Christopher McConnell is a student assistant for the Department of Library Public Services. He lived for 5 years in Chile, South America. Over those five years, he lived in Valparaíso, Viña del Mar, and Reñaca. Before moving back to the U.S. in June 2006 he crawled through mining channels hundreds of feet under the ocean in the south of Chile, walked through the Atacama desert and Valle de la Luna (Valley of the moon)  and achieved many honors such as class best friend and honors in Philosophy. While in Chile, he also toured the country playing rugby. He embarked on his adventure to Chile in order to spend more time with his family (on his mother’s side) in Chile, and strive for a better education. His mother enrolled him in the Mackay School (a Britannic Bi-lingual All Boys Private School).
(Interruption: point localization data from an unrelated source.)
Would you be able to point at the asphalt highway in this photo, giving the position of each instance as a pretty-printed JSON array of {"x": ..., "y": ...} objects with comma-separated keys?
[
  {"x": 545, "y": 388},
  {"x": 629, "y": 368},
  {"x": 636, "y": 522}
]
He achieved the National Society for High School Scholars where he shook hands with Claes Nobel and was a recipient of the Hispanic Scholarship Fund. He is majoring in Accounting and Finance with a certification in Real Estate. At Western, he works in Helm-Cravens Library designing the Kentucky Live! & Far Away Places posters, flyers and post cards. His desires in life are to become an entrepreneur who will provide jobs, housing, products and services to world as a whole.

He will be speaking about his adventure in Chile on February 7th, 2012 at 10:00am in Helm 100.